Entrée de carnet

La démultiplication des images

Jimmy Roa Bernal
couverture
Article paru dans Toucher une image, sous la responsabilité de Bertrand Gervais et Sylvano Santini (2015)

Aylan Kurdi. Premiers résultats d’une recherche image sur Google.

Aylan Kurdi. Premiers résultats d’une recherche image sur Google.
(Credit : Google image)

La photographie documentaire est une sorte de reportage social attestant l’existence d’un événement ou d’une situation, touchant souvent la vie des classes les plus défavorisées afin de sensibiliser un public plus favorisé, éloigné ou simplement ignorant. Elle veut faire connaître un fait, sans avoir l’intention de restituer fidèlement une réalité, et en témoigner par des images. C’est dans ce contexte social que les images, en particulier celles de guerre, viennent s’inscrire. Elles montrent non seulement le malheur, l’angoisse et le désespoir d’un peuple soumis à un conflit armé, par exemple, mais elles exploitent aussi l’aspect émotionnel, jouant avec les sentiments, les pensées et les croyances des spectateurs. En effet, les photos leur permettent de revivre l’événement et de prendre conscience de l’émotion qu’elles procurent. Une fois ce contact établi, les spectateurs réagiront de différentes manières et ils iront jusqu’à manipuler ces images. 

Prenons un exemple : nous avons tous vu la photographie du petit Aylan Kurdi, âgé seulement de trois ans, en t-shirt rouge et short bleu, mort noyé en méditerranée, couché face contre terre sur une plage. Rapidement devenue virale, cette image est devenue le symbole du drame des migrants. Elle a touché, de multiples façons, des milliers de gens à cause de sa grande charge émotive, interpellant vivement la conscience de ceux qui l’ont vue. Or, la composition de cette image a fait que les spectateurs ont réagi à cette crise aux dimensions catastrophiques et se sont approchés métaphoriquement de l’image pour s’approprier cette douleur, réaction qui s’est actualisée par des gestes concrets, par une manipulation de l’image, par sa reprise, son détournement et sa surdétermination. 
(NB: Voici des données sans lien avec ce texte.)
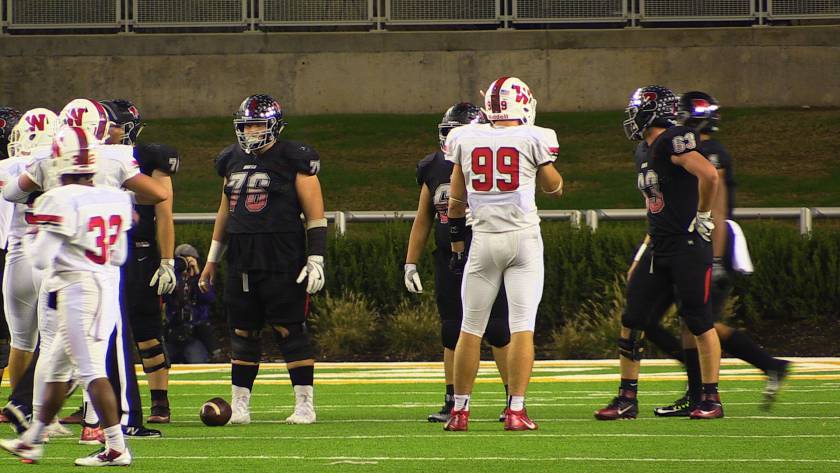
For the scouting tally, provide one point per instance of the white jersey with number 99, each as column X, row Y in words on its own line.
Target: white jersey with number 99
column 500, row 167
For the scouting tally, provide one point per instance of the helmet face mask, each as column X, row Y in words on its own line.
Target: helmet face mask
column 262, row 110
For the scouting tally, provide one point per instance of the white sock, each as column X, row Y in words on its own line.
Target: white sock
column 34, row 434
column 462, row 402
column 114, row 438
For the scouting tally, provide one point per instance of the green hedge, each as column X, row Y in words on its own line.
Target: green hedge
column 796, row 278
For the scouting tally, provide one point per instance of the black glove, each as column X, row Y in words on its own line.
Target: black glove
column 457, row 262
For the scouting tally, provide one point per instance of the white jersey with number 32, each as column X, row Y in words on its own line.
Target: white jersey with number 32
column 500, row 167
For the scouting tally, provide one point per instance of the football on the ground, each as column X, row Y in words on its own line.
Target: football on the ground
column 215, row 412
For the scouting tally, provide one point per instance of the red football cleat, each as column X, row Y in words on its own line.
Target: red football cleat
column 458, row 421
column 519, row 420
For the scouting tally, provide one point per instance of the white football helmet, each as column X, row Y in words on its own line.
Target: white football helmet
column 73, row 152
column 87, row 114
column 35, row 129
column 508, row 98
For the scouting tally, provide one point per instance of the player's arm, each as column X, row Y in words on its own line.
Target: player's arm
column 147, row 191
column 420, row 229
column 311, row 200
column 550, row 180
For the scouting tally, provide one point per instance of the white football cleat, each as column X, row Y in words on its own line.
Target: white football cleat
column 18, row 448
column 106, row 457
column 304, row 406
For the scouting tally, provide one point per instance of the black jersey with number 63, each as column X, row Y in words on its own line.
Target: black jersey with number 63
column 671, row 193
column 265, row 230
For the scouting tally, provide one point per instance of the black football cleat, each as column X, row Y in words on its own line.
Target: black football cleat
column 682, row 407
column 619, row 408
column 443, row 415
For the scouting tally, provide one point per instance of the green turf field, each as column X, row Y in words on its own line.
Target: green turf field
column 371, row 417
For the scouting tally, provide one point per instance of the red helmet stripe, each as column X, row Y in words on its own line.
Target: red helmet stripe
column 495, row 99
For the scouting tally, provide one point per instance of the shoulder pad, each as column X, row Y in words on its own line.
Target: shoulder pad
column 223, row 160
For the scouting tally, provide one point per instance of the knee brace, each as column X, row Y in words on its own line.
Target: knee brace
column 247, row 347
column 293, row 342
column 152, row 352
column 632, row 348
column 450, row 329
column 497, row 333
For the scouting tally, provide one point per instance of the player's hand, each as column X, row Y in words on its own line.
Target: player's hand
column 164, row 277
column 205, row 281
column 313, row 272
column 412, row 279
column 703, row 224
column 457, row 262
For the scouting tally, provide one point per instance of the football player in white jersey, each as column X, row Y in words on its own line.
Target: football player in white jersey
column 497, row 168
column 82, row 233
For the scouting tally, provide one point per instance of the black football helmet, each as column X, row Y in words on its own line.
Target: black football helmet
column 124, row 113
column 653, row 105
column 700, row 111
column 258, row 109
column 8, row 119
column 463, row 113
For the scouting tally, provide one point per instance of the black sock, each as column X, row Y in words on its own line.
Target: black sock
column 740, row 345
column 628, row 388
column 244, row 375
column 692, row 371
column 302, row 375
column 159, row 397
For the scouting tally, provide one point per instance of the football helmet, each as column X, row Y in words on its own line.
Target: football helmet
column 9, row 118
column 87, row 114
column 508, row 98
column 258, row 109
column 652, row 105
column 73, row 152
column 460, row 114
column 700, row 111
column 124, row 113
column 35, row 129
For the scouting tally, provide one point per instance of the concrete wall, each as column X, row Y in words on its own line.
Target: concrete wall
column 411, row 72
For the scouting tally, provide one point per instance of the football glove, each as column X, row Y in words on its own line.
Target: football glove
column 412, row 279
column 314, row 273
column 703, row 224
column 164, row 277
column 457, row 262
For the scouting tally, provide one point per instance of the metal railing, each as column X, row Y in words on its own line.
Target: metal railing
column 577, row 218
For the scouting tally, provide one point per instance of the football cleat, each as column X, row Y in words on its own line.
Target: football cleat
column 19, row 416
column 518, row 420
column 682, row 407
column 132, row 431
column 619, row 408
column 707, row 409
column 443, row 414
column 160, row 415
column 92, row 435
column 105, row 457
column 775, row 378
column 28, row 453
column 458, row 421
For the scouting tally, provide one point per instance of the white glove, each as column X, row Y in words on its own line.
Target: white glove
column 703, row 224
column 412, row 279
column 314, row 271
column 164, row 277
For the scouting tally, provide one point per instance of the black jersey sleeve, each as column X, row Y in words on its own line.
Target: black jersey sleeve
column 223, row 160
column 679, row 140
column 303, row 157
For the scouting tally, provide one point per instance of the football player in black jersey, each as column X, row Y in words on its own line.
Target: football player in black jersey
column 701, row 111
column 268, row 183
column 433, row 174
column 679, row 185
column 151, row 262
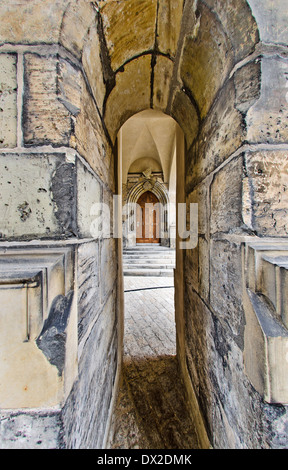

Une série de nouvelles images a vu le jour, images qui ont circulé dans les médias sociaux, les magazines, les journaux, etc. Ce phénomène s’est produit évidemment parce qu’on accorde à l’image une efficacité, celle de pouvoir changer le monde. Rancière dit à ce propos que : « l’image se voit, là, attribuer une tâche qui va au-delà des limites de l’art, puisqu’elle a pour charge d’intervenir là où la politique ferait défaut. » (Malaise dans l’esthétique, Paris, Galilée, 2004, p. 79)  Autrement dit, la force sémiotique véhiculée par cette image conduit les spectateurs à réagir et ils s’attendent à ce que cette nouvelle forme de manifestation et de production se multiplie. Ces images fonctionnent comme une sorte de bouche à oreille numérique, où certains traits de l’image pourraient être effacés ou rehaussés.

Devant l’horreur, les spectateurs ont réagi avec émotion et, par une pratique assez bien connue, ils se sont réapproprié ces photographies et en ont créé de nouvelles. Ce « mouvement social » qui fait circuler les images, qui les manipule et les modifie est nommé démultiplication. La démultiplication consiste en une manipulation d’une d’image dans le but de générer massivement de nouvelles images qui en reprennent, en ajoutent, en éliminent, en gardent ou en modifient un certain nombre d’éléments iconiques et plastiques. Or, la coexistence, le déplacement et la mutation de ces éléments engendrent un éclatement des points de vue, au même titre que différentes interprétations d’un texte. Les images produites viennent affirmer, appuyer, renforcer ou contredire la signification de l’image originale. À la suite de  cette démultiplication, les spectateurs doivent décider de la valeur des ce qu’ils voient et de leur propre part dans le processus. Il est à signaler que la rapidité de diffusion de ces images est impérative pour que leur message puisse être véhiculé et susciter les effets et les réactions attendus. 

Enfin, la photographie du garçonnet a donné naissance à des photos reconstituées et à de caricatures. Certes, pour presque chacune de ces images, nous pouvons toujours reconnaître l’enfant, même si l’environnement immédiat (la plage) ou le contexte a varié. Mais il est évident que le but de ces réappropriations est d’attirer l’attention des spectateurs et de les conduire à dénoncer la situation politique qui a provoqué le triste événement. En d’autres mots, à travers cette démultiplication, nous avons été témoins d’une démarche reconstructive d’actualisation d’un événement par sa réitération.